I got in the car and clicked on the engine. Carla waved and she held Millie's arm and waved it too. The door behind her opened, I saw Max's shoe, and I drove off.
A quarter mile away from Carla, the flatscreen blinked on again, and my earring started buzzing like crazy. I told it to let Travis through.
“Abby's fine,” I said. “She's with Max. They'll be coming home."
“Cool,” Travis said. “Whew! That's a relief!"
“Yeah."
“So Tommy and Shiri sent me video of the house. It looks awesome. Do you love it too?"
“Yeah, I love it.” I was on I-90 now. Beyond the spires and aerial trams of Billings, I could see the funhouse suburbs spreading out before me—windmills, castles, ships, domes, faerie forests.
“Cool, because I think they signed some papers or something."

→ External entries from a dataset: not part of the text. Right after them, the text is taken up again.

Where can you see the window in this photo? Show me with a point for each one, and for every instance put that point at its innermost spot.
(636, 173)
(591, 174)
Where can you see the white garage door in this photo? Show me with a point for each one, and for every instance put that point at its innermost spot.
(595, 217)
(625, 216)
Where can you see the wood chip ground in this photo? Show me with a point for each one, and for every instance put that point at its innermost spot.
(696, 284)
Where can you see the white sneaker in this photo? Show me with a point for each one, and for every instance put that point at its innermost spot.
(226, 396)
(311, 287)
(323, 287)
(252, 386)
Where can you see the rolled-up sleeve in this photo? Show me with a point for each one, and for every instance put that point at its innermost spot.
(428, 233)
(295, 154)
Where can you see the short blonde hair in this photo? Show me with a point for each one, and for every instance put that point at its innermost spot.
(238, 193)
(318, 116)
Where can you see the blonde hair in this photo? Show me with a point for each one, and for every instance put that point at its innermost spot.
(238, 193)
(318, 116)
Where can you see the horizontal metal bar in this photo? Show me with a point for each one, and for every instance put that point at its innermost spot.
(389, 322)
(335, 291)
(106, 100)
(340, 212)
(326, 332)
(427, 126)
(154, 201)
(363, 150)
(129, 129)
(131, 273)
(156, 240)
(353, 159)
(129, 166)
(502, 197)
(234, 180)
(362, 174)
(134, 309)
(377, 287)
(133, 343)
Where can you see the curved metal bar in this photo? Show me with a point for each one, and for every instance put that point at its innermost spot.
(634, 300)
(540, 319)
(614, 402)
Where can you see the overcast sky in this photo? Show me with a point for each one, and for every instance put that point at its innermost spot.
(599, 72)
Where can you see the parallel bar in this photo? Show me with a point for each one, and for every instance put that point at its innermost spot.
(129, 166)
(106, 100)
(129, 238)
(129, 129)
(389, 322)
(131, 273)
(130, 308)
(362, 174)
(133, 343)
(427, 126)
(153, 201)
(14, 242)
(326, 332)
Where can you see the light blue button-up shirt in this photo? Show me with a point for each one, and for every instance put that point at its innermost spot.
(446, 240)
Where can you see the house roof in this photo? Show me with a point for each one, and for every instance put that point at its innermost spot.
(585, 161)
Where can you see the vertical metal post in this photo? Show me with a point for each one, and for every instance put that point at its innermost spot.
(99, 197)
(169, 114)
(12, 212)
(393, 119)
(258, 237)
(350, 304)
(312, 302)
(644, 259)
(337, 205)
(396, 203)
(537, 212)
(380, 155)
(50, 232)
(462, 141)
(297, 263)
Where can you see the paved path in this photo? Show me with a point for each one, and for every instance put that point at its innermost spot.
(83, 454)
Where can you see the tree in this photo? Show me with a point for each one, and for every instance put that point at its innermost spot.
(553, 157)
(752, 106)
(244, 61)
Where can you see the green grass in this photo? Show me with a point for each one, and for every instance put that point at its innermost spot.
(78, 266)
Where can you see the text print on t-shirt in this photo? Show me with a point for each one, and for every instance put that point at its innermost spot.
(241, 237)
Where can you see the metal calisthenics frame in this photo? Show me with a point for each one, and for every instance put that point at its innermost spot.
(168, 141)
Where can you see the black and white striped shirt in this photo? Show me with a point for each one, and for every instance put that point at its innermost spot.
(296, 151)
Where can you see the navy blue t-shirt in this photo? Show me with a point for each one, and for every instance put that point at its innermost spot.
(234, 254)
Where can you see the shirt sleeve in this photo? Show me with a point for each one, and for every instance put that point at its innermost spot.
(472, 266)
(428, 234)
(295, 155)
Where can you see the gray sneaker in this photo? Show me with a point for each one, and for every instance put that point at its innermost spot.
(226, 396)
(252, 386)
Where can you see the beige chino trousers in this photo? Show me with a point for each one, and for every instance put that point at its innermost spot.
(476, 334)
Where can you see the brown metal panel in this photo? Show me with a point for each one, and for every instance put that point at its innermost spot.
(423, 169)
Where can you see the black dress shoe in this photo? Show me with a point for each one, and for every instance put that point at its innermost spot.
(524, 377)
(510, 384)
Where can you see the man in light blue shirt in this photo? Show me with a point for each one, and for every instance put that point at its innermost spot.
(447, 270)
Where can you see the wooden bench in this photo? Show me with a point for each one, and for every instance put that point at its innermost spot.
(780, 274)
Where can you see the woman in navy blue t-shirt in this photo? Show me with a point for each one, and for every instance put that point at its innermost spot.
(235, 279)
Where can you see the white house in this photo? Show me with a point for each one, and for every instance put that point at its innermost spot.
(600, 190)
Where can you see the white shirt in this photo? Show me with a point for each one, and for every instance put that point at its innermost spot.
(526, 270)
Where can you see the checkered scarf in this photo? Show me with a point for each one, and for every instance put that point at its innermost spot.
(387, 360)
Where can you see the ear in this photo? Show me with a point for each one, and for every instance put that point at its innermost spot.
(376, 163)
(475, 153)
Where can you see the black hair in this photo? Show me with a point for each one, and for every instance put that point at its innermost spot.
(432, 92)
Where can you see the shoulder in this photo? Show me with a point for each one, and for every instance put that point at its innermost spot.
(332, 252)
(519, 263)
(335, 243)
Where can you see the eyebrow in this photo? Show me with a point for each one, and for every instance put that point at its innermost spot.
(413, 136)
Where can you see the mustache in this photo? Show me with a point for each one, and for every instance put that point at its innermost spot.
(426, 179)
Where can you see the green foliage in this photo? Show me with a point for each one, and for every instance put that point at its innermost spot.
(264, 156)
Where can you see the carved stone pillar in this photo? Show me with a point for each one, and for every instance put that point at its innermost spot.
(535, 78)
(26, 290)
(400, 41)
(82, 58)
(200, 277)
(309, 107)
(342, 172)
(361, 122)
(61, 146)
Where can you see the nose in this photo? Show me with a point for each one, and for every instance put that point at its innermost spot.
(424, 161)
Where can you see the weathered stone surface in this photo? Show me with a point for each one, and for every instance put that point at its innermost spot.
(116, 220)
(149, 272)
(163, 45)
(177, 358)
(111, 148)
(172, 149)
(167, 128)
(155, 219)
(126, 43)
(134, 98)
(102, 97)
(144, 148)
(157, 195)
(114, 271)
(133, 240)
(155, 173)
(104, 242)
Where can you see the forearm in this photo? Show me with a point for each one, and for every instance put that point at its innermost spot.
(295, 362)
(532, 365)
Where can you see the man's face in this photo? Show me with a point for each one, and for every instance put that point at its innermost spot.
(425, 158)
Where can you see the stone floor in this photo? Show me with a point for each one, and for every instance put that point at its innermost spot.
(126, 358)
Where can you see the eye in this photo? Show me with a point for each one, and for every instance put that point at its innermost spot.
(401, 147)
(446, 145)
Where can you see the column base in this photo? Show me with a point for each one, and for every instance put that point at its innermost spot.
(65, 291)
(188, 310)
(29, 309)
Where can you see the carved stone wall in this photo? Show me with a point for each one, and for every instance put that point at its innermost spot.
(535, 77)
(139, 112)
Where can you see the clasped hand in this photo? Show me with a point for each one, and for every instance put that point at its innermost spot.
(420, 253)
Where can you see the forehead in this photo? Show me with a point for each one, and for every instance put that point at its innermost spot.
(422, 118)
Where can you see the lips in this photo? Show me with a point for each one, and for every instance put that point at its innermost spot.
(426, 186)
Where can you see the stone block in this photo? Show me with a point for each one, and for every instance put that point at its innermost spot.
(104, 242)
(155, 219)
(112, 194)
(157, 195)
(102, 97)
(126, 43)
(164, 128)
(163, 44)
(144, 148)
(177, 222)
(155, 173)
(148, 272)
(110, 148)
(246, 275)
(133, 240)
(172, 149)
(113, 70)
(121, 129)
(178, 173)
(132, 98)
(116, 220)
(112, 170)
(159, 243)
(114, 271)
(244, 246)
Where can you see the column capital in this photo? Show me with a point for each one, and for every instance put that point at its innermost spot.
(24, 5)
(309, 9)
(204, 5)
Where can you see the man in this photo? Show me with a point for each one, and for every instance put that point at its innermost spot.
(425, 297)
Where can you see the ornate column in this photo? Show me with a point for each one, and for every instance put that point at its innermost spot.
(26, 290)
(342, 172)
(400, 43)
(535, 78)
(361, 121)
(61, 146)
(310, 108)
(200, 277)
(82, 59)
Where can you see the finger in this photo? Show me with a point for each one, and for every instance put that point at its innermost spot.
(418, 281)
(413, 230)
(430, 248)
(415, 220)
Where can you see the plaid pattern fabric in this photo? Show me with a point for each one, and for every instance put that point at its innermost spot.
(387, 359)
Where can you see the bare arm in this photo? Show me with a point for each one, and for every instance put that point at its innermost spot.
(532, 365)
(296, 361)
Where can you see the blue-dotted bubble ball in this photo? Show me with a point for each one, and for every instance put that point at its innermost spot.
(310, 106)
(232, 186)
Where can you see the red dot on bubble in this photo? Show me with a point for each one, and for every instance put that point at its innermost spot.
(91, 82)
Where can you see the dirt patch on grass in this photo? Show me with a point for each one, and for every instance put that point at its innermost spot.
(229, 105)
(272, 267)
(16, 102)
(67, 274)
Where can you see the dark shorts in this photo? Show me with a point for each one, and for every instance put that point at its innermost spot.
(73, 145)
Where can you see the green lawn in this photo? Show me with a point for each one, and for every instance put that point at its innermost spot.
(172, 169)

“What? Travis, we all have to agree!” As I said it, it occurred to me that the only one who hadn't seen the place was Abby. I gripped the wheel and burst out crying.
“What? What?” Travis said.
“Travis!” I wailed. “Abby wants to start the clock!"
“I know,” Travis muttered.
“What? You know?"
“She told me this morning."
“Why didn't you say anything?"
“She made me promise not to."
“Travis!"
“I was hoping you'd talk her out of it."
I took the exit for Pirateland, swooshing through an orange plastic tunnel festooned with animated skeletons climbing out of Davy Jones's lockers. “You can't talk Abby out of anything."
“But we've got to, Suze, we've got to. C'mon, we can't just fall apart like this. Katrina and Ogbu—” he was doing his panic-stricken ratsqueak again, and suddenly I was very sick of it.
“Just shut up and stop whining, Travis!” I shouted. “Either she'll change her mind or she won't, but she won't, so you'll just have to deal with it."
Travis didn't say anything. I told my earring to drop the connection and block all calls.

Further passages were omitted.